If all goes according to plan, in June,  photographer and social worker Nichol Krupp and I will be joining medical students from Wayne State University with the Rays of Hope personnel on the island of La Gonave, off the coast of Haiti for a medical mission.  Thereafter,  we plan to take  a short jaunt to PAP General to visit the hospital Dr. Honore and Dr. Anglade to assure that the equipment is coming together for them.

Once the shipped equipment transitions through customs, the 2013 trip will include one of our Biomed Technicians to help install the donated equipment in the hospital and offices.  One goal will be to teach the Haitian biomedical technicians how to repair the equipment themselves, utilizing the extra parts that were provided with the shipped equipment. We will also travel back to LaGonave to visit with our missionary friends as the hospital should be nearly completed by then. Please see the “Stories From the Field” section of our website for more details of the June 2012 trip.

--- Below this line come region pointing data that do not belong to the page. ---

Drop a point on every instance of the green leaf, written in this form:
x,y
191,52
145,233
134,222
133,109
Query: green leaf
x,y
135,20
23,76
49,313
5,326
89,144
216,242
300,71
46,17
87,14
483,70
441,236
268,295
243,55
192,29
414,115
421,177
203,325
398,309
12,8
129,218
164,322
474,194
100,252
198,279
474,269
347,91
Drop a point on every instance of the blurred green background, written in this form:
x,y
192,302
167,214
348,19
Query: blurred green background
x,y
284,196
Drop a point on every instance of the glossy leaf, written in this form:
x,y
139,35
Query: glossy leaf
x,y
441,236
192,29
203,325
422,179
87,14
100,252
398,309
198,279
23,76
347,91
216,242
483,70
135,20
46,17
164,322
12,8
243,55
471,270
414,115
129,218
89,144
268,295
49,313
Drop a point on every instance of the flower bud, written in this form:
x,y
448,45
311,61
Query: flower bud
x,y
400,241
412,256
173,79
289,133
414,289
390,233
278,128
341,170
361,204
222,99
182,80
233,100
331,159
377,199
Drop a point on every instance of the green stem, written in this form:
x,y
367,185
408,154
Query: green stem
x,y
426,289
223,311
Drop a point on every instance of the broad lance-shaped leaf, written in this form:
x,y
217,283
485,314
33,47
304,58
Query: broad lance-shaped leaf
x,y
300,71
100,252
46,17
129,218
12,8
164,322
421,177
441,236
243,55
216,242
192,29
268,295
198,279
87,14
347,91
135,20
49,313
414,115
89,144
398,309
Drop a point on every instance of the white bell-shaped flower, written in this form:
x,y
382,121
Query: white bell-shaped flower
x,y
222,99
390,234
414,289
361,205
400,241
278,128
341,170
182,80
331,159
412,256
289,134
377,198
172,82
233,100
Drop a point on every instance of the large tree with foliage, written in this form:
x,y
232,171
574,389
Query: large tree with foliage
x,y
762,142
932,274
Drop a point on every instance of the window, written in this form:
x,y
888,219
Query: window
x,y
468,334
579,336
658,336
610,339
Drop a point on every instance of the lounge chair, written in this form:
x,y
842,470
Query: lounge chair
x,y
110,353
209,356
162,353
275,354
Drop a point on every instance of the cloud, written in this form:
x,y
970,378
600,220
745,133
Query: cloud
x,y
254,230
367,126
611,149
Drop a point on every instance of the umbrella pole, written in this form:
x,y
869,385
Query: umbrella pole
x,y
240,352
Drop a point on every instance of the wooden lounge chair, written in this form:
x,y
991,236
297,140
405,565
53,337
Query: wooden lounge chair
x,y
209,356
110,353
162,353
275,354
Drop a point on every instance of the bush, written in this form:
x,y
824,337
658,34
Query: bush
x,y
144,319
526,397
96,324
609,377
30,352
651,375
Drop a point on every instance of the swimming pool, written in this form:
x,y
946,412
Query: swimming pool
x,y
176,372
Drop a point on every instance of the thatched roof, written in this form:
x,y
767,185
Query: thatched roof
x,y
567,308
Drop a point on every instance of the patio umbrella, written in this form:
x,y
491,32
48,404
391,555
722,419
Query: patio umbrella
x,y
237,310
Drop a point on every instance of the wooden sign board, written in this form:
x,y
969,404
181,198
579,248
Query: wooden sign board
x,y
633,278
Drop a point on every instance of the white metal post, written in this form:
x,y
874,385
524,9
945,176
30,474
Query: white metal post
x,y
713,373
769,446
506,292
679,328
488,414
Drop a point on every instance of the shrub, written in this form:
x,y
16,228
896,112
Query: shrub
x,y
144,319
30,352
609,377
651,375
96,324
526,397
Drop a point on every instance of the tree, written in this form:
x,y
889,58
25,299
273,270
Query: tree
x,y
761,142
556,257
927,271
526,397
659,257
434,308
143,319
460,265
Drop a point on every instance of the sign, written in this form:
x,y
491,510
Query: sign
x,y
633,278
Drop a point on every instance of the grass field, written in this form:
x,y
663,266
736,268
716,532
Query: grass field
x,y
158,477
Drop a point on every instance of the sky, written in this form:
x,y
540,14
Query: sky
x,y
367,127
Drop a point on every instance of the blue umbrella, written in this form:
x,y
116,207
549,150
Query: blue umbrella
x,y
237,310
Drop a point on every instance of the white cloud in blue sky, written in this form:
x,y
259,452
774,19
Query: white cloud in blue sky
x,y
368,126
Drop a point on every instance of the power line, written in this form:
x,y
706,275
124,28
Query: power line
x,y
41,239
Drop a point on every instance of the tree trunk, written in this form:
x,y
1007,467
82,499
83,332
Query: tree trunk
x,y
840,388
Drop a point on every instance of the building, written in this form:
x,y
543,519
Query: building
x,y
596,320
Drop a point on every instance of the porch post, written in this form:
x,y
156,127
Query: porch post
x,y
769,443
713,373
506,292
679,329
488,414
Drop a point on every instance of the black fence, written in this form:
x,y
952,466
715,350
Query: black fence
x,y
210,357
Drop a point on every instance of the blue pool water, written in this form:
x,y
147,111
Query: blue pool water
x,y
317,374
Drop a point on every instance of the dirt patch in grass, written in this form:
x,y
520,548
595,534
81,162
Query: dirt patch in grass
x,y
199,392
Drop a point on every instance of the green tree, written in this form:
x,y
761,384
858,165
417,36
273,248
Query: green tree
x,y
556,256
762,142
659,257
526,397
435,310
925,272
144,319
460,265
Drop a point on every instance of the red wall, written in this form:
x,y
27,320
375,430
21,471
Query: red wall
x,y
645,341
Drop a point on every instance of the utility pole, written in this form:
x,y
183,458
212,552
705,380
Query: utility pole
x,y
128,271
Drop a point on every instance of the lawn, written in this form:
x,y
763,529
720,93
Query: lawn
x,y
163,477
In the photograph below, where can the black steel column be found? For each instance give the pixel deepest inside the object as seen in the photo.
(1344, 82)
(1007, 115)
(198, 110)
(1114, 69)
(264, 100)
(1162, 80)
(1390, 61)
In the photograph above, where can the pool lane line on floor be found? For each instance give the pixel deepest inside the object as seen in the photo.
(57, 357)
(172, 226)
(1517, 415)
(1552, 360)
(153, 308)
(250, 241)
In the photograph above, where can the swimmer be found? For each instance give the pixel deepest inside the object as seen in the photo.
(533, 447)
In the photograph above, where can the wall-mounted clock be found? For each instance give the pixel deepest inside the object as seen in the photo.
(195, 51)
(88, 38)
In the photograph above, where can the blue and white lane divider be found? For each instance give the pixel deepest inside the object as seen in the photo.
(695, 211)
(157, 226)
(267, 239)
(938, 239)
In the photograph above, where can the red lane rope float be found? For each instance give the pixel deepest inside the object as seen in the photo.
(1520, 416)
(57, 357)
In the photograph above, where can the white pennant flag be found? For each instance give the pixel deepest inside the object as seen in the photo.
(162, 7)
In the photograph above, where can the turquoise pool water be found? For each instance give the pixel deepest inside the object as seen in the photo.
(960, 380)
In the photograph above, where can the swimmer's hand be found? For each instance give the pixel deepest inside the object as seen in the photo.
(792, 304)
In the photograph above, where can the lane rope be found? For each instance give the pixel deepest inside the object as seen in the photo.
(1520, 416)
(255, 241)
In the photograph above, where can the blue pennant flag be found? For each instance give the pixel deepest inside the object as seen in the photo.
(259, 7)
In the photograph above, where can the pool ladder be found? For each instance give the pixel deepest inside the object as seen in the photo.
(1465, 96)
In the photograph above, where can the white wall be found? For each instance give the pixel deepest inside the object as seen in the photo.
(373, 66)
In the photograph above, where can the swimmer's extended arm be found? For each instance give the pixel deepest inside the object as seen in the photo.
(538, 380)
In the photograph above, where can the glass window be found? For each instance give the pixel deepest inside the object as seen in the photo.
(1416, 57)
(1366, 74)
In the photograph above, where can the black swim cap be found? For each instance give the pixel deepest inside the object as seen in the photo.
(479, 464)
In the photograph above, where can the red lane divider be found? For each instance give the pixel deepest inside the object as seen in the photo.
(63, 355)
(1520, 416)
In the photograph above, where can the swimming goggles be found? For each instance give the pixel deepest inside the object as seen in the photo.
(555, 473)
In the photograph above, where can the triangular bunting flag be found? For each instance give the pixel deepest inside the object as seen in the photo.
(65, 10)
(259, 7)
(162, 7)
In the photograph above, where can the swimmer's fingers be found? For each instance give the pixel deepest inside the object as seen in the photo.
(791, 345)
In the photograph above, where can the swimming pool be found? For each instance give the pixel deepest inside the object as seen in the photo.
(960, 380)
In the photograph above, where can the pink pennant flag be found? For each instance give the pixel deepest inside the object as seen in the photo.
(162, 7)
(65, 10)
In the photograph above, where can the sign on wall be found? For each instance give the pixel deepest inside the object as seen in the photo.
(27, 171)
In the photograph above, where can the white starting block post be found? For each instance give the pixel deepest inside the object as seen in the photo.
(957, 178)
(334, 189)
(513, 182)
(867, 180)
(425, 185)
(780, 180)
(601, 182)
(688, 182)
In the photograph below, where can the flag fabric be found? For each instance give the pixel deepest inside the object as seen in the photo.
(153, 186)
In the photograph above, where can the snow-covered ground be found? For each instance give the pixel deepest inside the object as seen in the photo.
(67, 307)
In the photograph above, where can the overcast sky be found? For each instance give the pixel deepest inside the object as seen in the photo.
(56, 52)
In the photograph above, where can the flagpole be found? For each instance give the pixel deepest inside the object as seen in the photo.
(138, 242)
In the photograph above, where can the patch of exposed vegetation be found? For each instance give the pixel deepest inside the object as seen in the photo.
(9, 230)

In January 2013, Dr. Stryker received the Michigan State Medical Society Foundation’s Community Service Award.

For now, our current needs are:

  • Functional ultrasound machines with printers  (or, preferably, DVD capability  since the paper will run out faster than the DVDs….. but either is greatly appreciated).
  • Colposcopes for use in the gynecologic clinics at PAP General and in the doctor’s offices.
  • LEEP machines for the prevention of cervical cancer, which is also a major problem in Haiti.
  • Functional  general anesthesia machines
  • Large autoclave for PAP General to sterilize their surgical instruments, since they are currently sending their instruments to an outside facility, with an unfortunate attrition of their valuable instruments.
  • Laparoscopic insufflation equipment and illumination instruments.
  • Solar panels for use at the hospital or offices.
  • Generators for use when the electricity is unreliable.
  • Monetary donations to offset the cost of training conferences, procurement of necessary technology and shipping of the medical equipment.